Empty Nest. 12th May


This morning we could hear high pitched long cheeps alongside Oleanna. A fairly standard bird call from young when they can’t see their mum.

Empty Nest

With camera held tight and wrist band around my wrist I took photos of under the pontoon. Had our nearest neighbour become a mother. The nest was empty.

There’s some great weed to eat on this boat over here

The cheep moved away. Then Mum could be seen leading her one and only chick across the marina. Mick had spotted an egg the other day, but we’d thought there would be more laid as nest building had been on going.

Moorhen chicks make me think of pompoms, small black pompoms. As much as moorhen chicks are babies, therefore the most adorable creature in their mothers eye, I find them a touch ugly when newly hatched. The bald red head doesn’t help, in fact they remind me of a comedian/variety artist from my early years, Max Wall.

Today has been a serious panto painting day. My Inn backdrop came back out again. I tried various methods of adding swags to a painted cloth, found a solution I liked, proceeded to add them, then decided to put it to one side. I seem to have a block on this scene and it maybe needs a rethink!

Cream tea joust scenery

So I distracted myself with the jousting scene and ended up being quite pleased with the outcome, although tomorrow I’ll revisit the interior of my marquee as the cucumber sandwich walls are not quite right, a minor adjustment required.

Mick did more tidying of the engine bay and Tilly after being annoying for a while resigned herself to a day asleep on my cardigan.

During the day several cruisers have been out of the marina to stretch their legs as it were, but all have returned an hour or so later. Then this evening a different engine could be heard. Was it a tug? Sure enough there it was heading for the docks. The VHF radio was switched on to see what we could hear.

Mick saw three ships

Mick earlier in the day had counted six ships in the docks and this evening some were about to depart and one was heading upstream to penn in before high tide. We watched on vessel tracker as the incoming ship came closer. Two ships penned down onto the river and we could hear the tug heading out to meet with the incoming ship.

It was maybe a good chance for Mick to listen in to radio protocol as he has his VHF exam tomorrow. Well we kind of knew that the docks, ships and tug wouldn’t be using the official radio protocols.

‘Okie dokie’, ‘Ay ay’ were heard and not one hint of an ‘Over’ or ‘Out’!

The incoming ship had a pilot on board, the Yorkshire accent a give away. Despite Ocean Lock facing downstream, ships coming in on a rising tide will wind just upstream of the lock to face the tide, this makes for a more controlled entrance into the lock. Then they turn in, quite an acute turn. Spring lines are used and tonight’s was of a suitable length without 8m of slack!
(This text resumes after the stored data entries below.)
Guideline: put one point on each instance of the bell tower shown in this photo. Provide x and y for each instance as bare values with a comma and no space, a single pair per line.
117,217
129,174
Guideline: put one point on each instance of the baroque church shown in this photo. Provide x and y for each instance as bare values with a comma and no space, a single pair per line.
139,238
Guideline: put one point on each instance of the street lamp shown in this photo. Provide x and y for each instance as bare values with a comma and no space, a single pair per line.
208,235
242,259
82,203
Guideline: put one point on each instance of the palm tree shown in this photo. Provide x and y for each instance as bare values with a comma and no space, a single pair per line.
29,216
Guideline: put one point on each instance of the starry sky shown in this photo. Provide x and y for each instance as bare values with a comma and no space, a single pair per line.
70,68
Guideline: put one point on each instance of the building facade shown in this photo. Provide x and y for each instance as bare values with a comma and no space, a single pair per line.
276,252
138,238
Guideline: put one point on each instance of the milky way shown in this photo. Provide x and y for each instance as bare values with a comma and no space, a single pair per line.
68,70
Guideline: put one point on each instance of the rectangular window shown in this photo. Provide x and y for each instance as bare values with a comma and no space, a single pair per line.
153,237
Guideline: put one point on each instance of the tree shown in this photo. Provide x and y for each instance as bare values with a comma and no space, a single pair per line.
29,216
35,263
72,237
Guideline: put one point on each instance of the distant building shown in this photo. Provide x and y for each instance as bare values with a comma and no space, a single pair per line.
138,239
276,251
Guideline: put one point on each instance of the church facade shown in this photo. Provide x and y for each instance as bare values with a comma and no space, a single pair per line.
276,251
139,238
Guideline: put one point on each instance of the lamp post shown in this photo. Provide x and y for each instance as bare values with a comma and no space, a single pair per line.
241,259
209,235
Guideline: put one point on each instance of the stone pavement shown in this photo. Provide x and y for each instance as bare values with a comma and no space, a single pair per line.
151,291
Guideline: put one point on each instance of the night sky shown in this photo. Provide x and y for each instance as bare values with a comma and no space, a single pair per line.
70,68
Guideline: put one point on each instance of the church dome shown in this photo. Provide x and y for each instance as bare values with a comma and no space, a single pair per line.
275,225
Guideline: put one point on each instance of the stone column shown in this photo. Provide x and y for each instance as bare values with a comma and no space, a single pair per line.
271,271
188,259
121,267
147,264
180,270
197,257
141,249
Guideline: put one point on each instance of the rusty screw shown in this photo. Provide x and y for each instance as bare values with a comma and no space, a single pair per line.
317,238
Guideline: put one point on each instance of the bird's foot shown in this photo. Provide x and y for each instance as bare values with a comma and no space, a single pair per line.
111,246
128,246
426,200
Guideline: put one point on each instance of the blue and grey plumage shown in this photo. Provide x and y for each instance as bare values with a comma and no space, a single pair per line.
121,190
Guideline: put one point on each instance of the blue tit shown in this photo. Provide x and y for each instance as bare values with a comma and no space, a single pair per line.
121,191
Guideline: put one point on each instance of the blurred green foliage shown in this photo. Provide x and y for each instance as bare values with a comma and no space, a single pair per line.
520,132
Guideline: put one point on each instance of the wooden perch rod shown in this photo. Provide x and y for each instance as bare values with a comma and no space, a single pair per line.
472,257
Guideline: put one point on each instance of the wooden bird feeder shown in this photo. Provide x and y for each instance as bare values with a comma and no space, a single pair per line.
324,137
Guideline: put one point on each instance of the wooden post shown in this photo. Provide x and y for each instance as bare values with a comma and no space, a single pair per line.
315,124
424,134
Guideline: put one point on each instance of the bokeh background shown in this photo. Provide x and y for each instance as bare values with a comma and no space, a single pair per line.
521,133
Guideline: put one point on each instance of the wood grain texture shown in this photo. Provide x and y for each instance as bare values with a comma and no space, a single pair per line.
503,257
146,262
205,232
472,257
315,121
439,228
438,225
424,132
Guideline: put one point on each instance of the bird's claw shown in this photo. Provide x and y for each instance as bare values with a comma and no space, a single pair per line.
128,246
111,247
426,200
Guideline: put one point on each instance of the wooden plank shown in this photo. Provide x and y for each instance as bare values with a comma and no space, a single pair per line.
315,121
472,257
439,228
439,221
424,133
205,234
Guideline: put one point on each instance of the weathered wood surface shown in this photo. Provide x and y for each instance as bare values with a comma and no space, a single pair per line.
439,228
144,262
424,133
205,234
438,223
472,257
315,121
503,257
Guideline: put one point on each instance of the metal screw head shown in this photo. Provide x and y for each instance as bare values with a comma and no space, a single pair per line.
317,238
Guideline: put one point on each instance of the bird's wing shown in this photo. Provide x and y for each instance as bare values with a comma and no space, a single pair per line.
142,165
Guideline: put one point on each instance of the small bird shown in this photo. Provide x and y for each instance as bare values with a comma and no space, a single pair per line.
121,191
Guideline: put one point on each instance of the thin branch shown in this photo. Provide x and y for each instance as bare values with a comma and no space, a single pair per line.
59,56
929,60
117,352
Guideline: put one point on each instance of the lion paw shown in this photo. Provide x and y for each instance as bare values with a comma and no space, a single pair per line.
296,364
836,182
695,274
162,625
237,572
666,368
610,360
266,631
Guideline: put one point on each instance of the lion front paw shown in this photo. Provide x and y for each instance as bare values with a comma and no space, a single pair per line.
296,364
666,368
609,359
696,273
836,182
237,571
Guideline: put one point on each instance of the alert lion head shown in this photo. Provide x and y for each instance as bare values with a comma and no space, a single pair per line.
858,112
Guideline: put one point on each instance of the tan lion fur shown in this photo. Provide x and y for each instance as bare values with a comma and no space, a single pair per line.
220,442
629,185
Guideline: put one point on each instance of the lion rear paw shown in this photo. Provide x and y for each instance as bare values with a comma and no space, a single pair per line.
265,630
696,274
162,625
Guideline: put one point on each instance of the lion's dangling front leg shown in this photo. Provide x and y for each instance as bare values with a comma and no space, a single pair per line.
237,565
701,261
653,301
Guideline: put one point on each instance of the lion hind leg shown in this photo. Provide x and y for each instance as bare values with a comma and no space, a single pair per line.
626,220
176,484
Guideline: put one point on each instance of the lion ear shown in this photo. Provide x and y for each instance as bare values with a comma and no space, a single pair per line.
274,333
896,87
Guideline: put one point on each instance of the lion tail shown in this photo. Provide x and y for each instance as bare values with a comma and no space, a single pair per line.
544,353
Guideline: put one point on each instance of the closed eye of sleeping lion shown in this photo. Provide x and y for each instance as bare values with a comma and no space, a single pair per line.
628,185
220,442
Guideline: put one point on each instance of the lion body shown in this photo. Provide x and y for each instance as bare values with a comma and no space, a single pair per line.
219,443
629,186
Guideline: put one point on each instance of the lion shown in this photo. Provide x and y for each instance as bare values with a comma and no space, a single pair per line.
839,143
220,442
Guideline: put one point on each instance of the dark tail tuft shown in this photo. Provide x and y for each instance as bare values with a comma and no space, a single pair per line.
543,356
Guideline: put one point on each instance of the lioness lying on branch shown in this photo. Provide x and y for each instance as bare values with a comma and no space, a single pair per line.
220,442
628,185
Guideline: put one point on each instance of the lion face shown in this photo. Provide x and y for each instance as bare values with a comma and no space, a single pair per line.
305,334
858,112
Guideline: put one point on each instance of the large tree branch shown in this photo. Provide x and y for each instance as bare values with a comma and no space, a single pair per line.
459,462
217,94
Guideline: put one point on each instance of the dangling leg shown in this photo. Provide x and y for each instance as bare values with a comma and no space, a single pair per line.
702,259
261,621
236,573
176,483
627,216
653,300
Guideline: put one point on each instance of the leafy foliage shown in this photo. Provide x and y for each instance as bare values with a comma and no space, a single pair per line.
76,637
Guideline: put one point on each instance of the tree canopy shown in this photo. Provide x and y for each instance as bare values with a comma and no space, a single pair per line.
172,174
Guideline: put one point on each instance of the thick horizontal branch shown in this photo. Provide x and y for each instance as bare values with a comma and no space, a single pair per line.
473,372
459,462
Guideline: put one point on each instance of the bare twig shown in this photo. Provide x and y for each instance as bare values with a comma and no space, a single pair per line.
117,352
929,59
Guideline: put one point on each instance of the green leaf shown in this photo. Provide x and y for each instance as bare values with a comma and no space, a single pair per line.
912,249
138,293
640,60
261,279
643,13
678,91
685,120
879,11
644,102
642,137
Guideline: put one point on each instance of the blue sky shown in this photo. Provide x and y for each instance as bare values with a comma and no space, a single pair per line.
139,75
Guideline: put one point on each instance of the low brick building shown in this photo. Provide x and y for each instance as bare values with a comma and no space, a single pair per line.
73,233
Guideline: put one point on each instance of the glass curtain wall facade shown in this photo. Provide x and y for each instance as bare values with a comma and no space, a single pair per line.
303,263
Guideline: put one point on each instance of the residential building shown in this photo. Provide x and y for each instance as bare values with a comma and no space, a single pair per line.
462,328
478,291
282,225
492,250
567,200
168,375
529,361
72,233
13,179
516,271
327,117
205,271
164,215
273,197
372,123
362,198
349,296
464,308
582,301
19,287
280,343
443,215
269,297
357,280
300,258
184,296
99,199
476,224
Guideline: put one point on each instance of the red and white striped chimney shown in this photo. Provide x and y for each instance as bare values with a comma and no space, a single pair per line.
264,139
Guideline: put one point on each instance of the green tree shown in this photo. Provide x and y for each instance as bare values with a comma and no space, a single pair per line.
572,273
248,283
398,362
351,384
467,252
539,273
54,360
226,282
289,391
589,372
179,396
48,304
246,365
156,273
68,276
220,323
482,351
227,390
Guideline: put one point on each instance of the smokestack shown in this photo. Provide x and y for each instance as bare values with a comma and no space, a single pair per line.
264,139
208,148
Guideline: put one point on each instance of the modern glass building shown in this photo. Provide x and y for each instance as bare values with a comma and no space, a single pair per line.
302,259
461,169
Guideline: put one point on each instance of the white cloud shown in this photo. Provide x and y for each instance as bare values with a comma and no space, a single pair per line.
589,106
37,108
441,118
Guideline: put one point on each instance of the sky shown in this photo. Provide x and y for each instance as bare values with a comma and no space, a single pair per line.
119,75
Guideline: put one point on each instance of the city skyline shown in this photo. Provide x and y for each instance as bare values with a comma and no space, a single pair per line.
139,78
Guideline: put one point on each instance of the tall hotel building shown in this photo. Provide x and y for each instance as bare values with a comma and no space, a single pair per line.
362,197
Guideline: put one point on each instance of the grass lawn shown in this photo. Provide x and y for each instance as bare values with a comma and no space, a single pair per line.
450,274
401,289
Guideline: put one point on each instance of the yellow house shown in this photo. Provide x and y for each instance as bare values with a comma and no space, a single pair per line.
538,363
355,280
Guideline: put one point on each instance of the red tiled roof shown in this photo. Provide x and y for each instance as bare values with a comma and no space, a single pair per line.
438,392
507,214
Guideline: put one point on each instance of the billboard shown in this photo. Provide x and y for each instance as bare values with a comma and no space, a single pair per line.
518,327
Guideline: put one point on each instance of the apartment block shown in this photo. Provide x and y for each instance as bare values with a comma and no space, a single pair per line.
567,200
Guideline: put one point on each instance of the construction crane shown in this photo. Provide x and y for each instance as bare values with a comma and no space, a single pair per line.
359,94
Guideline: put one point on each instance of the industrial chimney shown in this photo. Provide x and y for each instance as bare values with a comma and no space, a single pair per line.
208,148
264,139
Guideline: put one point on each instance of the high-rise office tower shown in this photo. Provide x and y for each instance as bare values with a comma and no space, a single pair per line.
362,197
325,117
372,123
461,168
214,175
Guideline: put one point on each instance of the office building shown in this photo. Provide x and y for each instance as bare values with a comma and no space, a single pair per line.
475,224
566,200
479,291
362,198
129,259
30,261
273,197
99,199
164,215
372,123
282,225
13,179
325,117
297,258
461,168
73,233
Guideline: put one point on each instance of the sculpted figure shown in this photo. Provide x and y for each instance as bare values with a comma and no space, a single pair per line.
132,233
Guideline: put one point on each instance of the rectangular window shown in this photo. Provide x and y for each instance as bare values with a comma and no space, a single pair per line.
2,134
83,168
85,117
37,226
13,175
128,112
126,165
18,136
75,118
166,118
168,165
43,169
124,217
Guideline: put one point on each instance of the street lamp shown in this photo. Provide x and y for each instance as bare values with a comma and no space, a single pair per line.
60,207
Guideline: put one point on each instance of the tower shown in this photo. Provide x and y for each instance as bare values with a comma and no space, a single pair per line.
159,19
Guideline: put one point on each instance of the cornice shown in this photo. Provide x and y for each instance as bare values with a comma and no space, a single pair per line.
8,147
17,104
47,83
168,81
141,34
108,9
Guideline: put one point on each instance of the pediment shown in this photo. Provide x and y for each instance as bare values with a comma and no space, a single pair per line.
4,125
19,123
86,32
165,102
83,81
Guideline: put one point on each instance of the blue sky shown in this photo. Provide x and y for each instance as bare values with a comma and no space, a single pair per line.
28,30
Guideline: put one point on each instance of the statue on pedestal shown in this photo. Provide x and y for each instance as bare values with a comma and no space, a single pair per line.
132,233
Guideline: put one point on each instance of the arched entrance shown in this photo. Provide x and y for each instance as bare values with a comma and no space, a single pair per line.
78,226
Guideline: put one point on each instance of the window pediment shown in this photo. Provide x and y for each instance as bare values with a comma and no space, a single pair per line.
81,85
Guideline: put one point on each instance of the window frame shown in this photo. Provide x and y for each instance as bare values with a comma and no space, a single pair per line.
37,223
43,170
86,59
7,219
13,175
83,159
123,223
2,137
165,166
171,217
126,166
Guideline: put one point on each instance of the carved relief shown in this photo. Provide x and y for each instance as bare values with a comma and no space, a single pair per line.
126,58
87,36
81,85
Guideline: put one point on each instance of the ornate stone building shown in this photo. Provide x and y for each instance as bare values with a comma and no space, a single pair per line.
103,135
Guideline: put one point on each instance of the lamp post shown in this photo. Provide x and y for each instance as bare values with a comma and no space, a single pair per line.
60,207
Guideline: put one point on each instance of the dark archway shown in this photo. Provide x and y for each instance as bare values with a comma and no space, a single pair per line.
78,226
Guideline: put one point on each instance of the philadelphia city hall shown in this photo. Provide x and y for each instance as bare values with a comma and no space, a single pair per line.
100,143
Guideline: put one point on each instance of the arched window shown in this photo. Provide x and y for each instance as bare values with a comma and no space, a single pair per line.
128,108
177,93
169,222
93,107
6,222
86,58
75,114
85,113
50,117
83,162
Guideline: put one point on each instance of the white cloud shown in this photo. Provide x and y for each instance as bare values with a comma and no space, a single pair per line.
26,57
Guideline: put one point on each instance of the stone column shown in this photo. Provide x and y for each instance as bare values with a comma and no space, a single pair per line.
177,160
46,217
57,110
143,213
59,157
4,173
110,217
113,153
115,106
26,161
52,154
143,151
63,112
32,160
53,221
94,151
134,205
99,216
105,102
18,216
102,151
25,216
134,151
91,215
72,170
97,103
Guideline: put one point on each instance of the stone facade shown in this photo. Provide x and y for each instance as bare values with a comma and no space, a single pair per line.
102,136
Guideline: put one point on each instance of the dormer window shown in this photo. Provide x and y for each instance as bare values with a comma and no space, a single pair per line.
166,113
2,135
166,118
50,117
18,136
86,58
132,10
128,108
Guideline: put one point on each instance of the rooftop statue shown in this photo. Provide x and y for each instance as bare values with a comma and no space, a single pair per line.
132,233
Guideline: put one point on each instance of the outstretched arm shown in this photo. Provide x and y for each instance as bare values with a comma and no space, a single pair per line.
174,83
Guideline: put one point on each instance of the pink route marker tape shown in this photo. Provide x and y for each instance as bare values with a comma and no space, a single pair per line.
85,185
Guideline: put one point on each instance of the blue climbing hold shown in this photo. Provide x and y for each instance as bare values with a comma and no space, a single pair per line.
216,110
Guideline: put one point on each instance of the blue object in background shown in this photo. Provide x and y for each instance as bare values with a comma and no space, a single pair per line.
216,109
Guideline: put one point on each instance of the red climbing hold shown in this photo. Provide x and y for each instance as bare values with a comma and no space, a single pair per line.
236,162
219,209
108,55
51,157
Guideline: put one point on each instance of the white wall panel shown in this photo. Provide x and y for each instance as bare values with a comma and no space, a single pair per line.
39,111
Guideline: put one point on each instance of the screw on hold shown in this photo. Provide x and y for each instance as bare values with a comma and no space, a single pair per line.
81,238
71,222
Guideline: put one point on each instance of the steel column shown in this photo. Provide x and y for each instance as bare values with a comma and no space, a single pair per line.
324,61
This spring line holds the bow in position so that the stern can then be powered round against the incoming water without forward movement. We call this an Andy as we were taught it on our helmsman course (by Andy) for use when the wind pins you against the bank, or is trying to push you away from the bank when mooring up. Here it’s the same principle just used on a far bigger scale.

It’s a real shame you can’t get to see ships doing this manoeuvre from the land, but thanks to Mark for letting me use his drone photos again. These were taken back in March as the Fri Brevik came into Ocean Lock.

0 locks, 0 miles, 8 hours model painting, 1 exhibit in Chippy, 1 clean engine bay, 1 pompom Max, 2 out, 1 in, 0 outs, 2 aye ayes, 2 rain showers only today.